Gov. Jerry Brown signed the bill in August, making the state the first in the nation to allow students to choose bathrooms, showers, locker rooms, and sports teams based on their “perceived” gender identity rather than their biological gender.
The “Privacy for All Students” campaign has until Nov. 12 to collect over 500,000 signatures to prevent the law from taking effect on Jan. 1. If successful, the referendum will place the issue on the November 2014 ballot, allowing Californians to decide.
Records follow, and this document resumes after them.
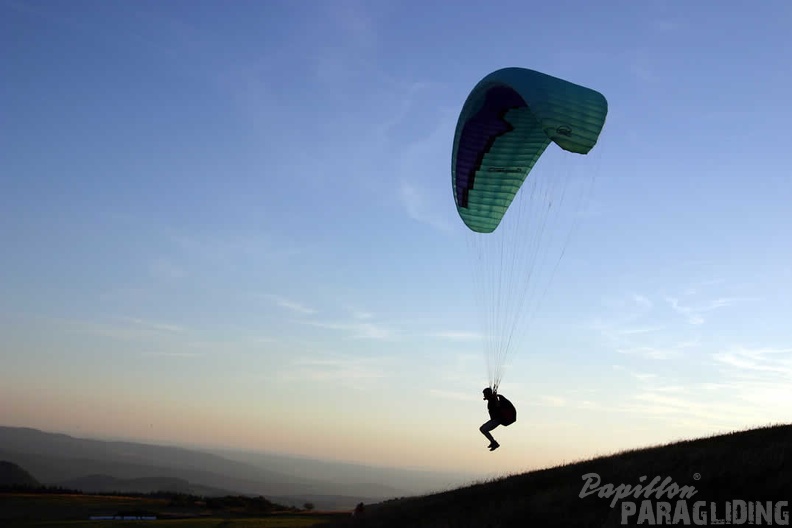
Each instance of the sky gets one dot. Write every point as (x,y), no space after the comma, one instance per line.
(231,224)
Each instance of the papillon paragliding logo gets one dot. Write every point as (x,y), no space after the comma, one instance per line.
(507,122)
(662,502)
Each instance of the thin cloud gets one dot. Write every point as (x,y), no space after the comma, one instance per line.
(357,330)
(343,370)
(153,325)
(694,313)
(419,207)
(452,395)
(457,335)
(290,304)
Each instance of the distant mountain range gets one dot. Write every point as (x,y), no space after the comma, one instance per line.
(104,466)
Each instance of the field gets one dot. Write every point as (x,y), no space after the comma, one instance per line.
(33,510)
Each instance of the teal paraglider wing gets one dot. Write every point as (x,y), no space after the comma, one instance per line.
(507,122)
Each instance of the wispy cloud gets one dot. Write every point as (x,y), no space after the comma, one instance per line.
(290,304)
(122,328)
(457,335)
(164,268)
(453,395)
(357,330)
(349,371)
(153,325)
(420,208)
(694,313)
(552,401)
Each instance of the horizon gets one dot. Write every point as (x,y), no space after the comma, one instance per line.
(233,224)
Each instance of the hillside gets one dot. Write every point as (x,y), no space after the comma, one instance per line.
(13,475)
(99,466)
(750,466)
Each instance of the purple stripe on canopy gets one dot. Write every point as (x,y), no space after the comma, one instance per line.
(478,135)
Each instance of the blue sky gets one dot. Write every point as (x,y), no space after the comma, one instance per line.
(232,224)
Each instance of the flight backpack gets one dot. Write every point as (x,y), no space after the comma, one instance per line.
(507,414)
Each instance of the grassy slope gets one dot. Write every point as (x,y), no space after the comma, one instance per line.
(749,465)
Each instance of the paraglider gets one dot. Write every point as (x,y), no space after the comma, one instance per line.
(507,122)
(501,411)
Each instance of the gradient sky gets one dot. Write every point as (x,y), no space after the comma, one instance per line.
(231,223)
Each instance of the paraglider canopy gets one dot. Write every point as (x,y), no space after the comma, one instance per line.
(508,120)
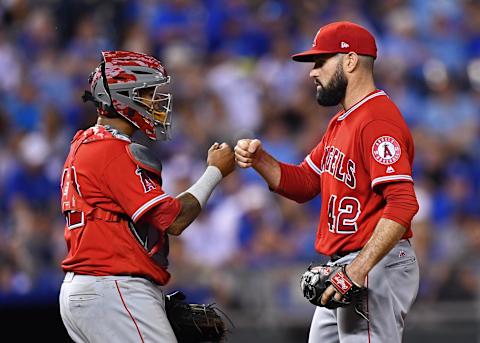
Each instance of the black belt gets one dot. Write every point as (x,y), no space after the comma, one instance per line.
(339,255)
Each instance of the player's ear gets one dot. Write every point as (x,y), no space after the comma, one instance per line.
(350,62)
The repeal effort has raised hundreds of thousands of dollars and received an endorsement from California Republican Party delegates earlier this month, prompting the law’s proponents to predict another divisive “Prop. 8” battle.
But Dunlap, Calif., teacher and parent Gwenn Southerland, 45, said the issue is hardly political. “This is about parents who love their kids, who value their privacy, and want them to feel safe when they drop them off at school.”
The eighth-grade English teacher fears the new law will allow anyone to walk into a bathroom of the opposite sex—and lead to widespread abuse. “At parent meetings, is it going to be OK for a man to go into the girls bathroom?” Southerland asked. The state’s powerful teachers’ unions supported the law, but Southerland said teachers and administrators will be left to navigate a new set of disciplinary issues when it goes into effect: “I would not in good conscience allow my students to leave for the bathroom during class time.”
As a mother, Southerland worries her eighth-grade son would “feel his privacy was extremely violated” by shared bathrooms and locker rooms. State law already prohibits discrimination based on gender identity and equips schools with a private unisex bathroom in the nurses’ office. “This law caters to a minority while putting the majority at risk,” Southerland said.
The law caught many parents off guard. Cypress, Calif., mother Emma Han, 38, heard about it when it was signed into law. Now, she is considering homeschooling her 6-year-old son Justin, a student in the Savanna School District. Han said her son recently experienced bullying by other boys in the bathroom, leaving him afraid to use the facilities at school. Opening the bathrooms up to the opposite sex will only “lead to more victims and more perpetrators,” while also fostering more confusion in young children, she said.
These concerns are propelling “a core of citizens who are outraged by how extreme this bill is,” referendum co-chairman Karen England said. The campaign is relying on volunteers, paid signature-gatherers, and circulation of the petition through its website to meet the looming deadline. England has no accurate count on how many signatures proponents have collected, but said the support is “overwhelming.”
The group recently hired Frank Schubert, the veteran political strategist behind Prop. 8, to oversee the referendum. Others backing the campaign are Concerned Women for America, the National Organization for Marriage, the Pacific Justice Institute, the California Catholic Conference, and a host of churches, England said.
Opponents are gearing up for a fight. John O’Connor, head of Equality California, the state’s largest group advocating for LGBT rights, recently set up a counter effort, “SupportAllStudents.org,” according to the San Francisco Chronicle.
For Southerland, though, the law is about safety: “This will be the last straw for many parents.”